Published on 08 October, 2017 | Alice Couriel

It is a plot familiar to many movies and novels: a spouse determined to prove their partner’s infidelity hires a private detective to come up with the evidence.

Not so long ago, of course, such a turn of events was not merely the stuff of fiction but many a court case in this country.

In fact, only a decade ago, one report estimated that just under half of British divorces involved private investigators who had been retained to help demonstrate how someone had committed adultery (http://www.telegraph.co.uk/news/uknews/6781063/City-broker-forced-to-hire-detectives-in-divorce-battle.html).

Such cases reportedly included the wife of the television presenter Chris Tarrant (http://www.dailymail.co.uk/tvshowbiz/article-556548/Ingrid-Tarrant-wins-12-5million-divorce-payout-cheating-husband-Chris.html).

Of course, such specialist services were not solely dedicated to proving how husbands and wives had strayed but were even relied on by those seeking to terminate the provision of spousal maintenance after marriages had been brought to an end (http://www.telegraph.co.uk/news/uknews/6781063/City-broker-forced-to-hire-detectives-in-divorce-battle.html).

Times, though, have changed and, as I’ve been telling Steve Doughty, the Daily Mail’s Social Affairs Correspondent (http://www.dailymail.co.uk/news/article-4957470/Private-detectives-no-longer-needed-break-industry.html), private detectives have fallen out of fashion, featuring in less than one per cent of cases.

There are couple of reasons why, in particular.

Arguably most important of them all is the 2010 ruling in a high-profile divorce which led to fresh consideration of the rules about the sort of evidence which could be used in such proceedings and how it could be gathered.

It centred on the – ultimately successful – demands by Vivian Imerman, the heir to the family behind the Del Monte fruit empire, for the return of 250,000 documents taken from a computer in the office which he shared with the brothers of his wife, Lisa.

The judge presiding in the case, Lord Neuberger, ruled that what were known as ‘the Hildebrand rules’, by which many lawyers had previously argued permitted the relatively liberal acqusition of material to support divorce petitions, did not amount to a defence against “conduct which would otherwise be criminal or actionable” (https://www.standard.co.uk/news/divorce-husbands-wealth-can-stay-a-secret-in-landmark-ruling-6497538.html).

In the wake of that decision and greater scrutiny by the likes of the Information Commissioner as to how personal data was accessed, separating spouses and their legal advisers became far more circumspect when it came to engaging private detectives.

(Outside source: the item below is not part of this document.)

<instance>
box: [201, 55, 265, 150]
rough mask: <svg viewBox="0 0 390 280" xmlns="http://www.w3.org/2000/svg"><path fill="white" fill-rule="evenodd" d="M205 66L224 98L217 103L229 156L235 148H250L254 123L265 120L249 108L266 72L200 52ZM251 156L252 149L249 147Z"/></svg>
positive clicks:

That coincided with the advent of technology – apps and smartphones – which made it easier for people to gather evidence of the conduct of their husbands or wives via social media, for example. Effectively, it allowed them to become ‘DIY divorce detectives’.

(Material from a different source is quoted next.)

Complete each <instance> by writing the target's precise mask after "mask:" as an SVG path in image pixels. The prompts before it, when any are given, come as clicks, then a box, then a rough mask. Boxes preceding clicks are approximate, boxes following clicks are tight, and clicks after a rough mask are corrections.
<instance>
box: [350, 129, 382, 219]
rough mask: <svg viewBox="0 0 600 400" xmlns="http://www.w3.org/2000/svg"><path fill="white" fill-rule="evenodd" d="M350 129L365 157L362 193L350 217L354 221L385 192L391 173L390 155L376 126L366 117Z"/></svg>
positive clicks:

Coupled with more cost-conscious separations following the withdrawal of Legal Aid in April 2013, the number of divorces conducted by spouses themselves has more than doubled since the Imerman judgement.

Whilst the overall impact is troubling for those popularly portrayed in drama as habitual wearers of trenchcoats, spouses are not blind to the fact that private eyes now often simply constitute an unnecessary complication in a process which is already sensitive.